Most people who attain to birth, parentage, and education, find the latter the most doubtful of the three, even the first being somewhat uncertain. For myself, there is a tradition in my family that I was born by candle-light on the 10th of March, 1809: it was at midnight, and in the town of Leeds.

To keep those in order who believe too much, Nature has issued a series of minds that believe too little, and I am one of these; I could prove to the satisfaction of any free metaphysician that I have never existed at all, and that I am a mere optical illusion, like the rest of my fellow-men.

As to my parentage, I believe in that implicitly. But who else would be so credulous, if it were to his interest to prove the reverse?

As to my education, it has been as scanty as that of the best of us; it would be too great a joke to suppose that eighty years is a sufficient time for the acquisition of any knowledge worth naming. Herschel, for example, discovered the planet Uranus; that educated him, though it had been in the place where he found it for countless millions of years.

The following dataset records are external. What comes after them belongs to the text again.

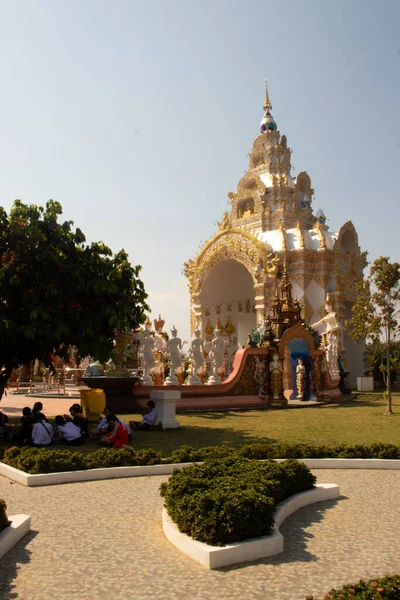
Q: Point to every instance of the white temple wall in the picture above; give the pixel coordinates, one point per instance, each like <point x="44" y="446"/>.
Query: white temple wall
<point x="353" y="352"/>
<point x="315" y="294"/>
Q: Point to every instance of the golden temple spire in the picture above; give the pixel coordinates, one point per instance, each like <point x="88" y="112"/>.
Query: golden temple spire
<point x="267" y="101"/>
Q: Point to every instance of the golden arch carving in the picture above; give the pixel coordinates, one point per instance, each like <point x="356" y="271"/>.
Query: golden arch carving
<point x="297" y="331"/>
<point x="231" y="243"/>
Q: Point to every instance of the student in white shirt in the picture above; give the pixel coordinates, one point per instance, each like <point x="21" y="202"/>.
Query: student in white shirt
<point x="68" y="433"/>
<point x="42" y="433"/>
<point x="104" y="426"/>
<point x="149" y="417"/>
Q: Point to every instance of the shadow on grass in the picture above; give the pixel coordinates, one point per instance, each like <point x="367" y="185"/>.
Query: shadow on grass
<point x="195" y="436"/>
<point x="296" y="536"/>
<point x="168" y="440"/>
<point x="217" y="416"/>
<point x="9" y="566"/>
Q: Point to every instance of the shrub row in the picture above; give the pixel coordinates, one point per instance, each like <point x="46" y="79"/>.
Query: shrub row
<point x="4" y="522"/>
<point x="387" y="588"/>
<point x="231" y="499"/>
<point x="47" y="460"/>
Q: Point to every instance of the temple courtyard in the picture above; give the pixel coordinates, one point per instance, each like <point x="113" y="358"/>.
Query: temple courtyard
<point x="103" y="539"/>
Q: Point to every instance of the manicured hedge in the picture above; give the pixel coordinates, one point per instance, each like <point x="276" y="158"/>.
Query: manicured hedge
<point x="4" y="522"/>
<point x="231" y="499"/>
<point x="387" y="588"/>
<point x="49" y="460"/>
<point x="46" y="460"/>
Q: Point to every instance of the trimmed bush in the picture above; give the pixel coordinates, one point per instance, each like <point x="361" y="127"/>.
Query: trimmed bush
<point x="387" y="588"/>
<point x="46" y="460"/>
<point x="189" y="454"/>
<point x="4" y="522"/>
<point x="232" y="499"/>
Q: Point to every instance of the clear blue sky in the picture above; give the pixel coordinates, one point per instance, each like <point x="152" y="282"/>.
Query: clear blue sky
<point x="137" y="117"/>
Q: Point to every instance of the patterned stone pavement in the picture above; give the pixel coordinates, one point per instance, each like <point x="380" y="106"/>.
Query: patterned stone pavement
<point x="103" y="539"/>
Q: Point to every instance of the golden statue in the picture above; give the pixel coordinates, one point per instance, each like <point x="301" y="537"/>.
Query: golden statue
<point x="275" y="369"/>
<point x="300" y="379"/>
<point x="248" y="210"/>
<point x="272" y="264"/>
<point x="159" y="324"/>
<point x="225" y="223"/>
<point x="229" y="327"/>
<point x="209" y="328"/>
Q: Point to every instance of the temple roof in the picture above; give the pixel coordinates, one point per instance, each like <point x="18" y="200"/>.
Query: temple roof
<point x="296" y="238"/>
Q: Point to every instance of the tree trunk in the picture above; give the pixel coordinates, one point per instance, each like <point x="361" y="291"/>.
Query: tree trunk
<point x="5" y="373"/>
<point x="389" y="379"/>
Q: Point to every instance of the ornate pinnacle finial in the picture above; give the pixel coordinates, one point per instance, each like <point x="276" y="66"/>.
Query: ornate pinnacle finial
<point x="267" y="101"/>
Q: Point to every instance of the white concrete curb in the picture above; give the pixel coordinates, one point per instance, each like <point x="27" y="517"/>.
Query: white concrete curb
<point x="20" y="525"/>
<point x="30" y="480"/>
<point x="214" y="557"/>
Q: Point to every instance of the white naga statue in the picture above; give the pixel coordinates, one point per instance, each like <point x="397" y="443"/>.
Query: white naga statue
<point x="147" y="344"/>
<point x="217" y="357"/>
<point x="174" y="347"/>
<point x="330" y="329"/>
<point x="300" y="379"/>
<point x="196" y="354"/>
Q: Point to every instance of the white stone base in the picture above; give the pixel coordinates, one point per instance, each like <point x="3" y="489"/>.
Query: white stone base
<point x="365" y="384"/>
<point x="214" y="557"/>
<point x="146" y="380"/>
<point x="30" y="480"/>
<point x="165" y="401"/>
<point x="214" y="380"/>
<point x="171" y="380"/>
<point x="20" y="525"/>
<point x="193" y="380"/>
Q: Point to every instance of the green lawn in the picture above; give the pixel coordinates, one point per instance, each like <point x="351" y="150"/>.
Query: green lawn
<point x="355" y="422"/>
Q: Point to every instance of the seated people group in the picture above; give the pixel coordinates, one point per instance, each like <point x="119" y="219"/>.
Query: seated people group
<point x="35" y="430"/>
<point x="73" y="429"/>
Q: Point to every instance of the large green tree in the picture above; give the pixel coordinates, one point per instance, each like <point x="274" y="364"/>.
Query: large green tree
<point x="376" y="311"/>
<point x="56" y="290"/>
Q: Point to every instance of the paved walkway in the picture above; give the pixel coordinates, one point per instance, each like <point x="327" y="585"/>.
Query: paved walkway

The educated are those who appreciate things at their true value; culture does not merely signify knowledge, but its acquisition in the utmost detail.

My father was said to have a musical genius, and rumour handed down that my mother fell in love with him on that account. She was the most emotional woman that I ever had the pleasure of knowing, and I can understand her marrying at the age of thirty-three a youth of nineteen, which she did; but I cannot understand my father at his age marrying her.

I had a sister; she was the firstborn, and a brother who came after me.

My father died at the age of twenty-six; he got his feet wet in the snow, took a chill, and went regularly through all the stages of inflammation.

I was three years and three months old when my father died; I remember him, also his house, both inside and out, and the square where it stood, at Sidmouth. But I have only one vision of these things; it is always the same, that of the father, the house, and the square.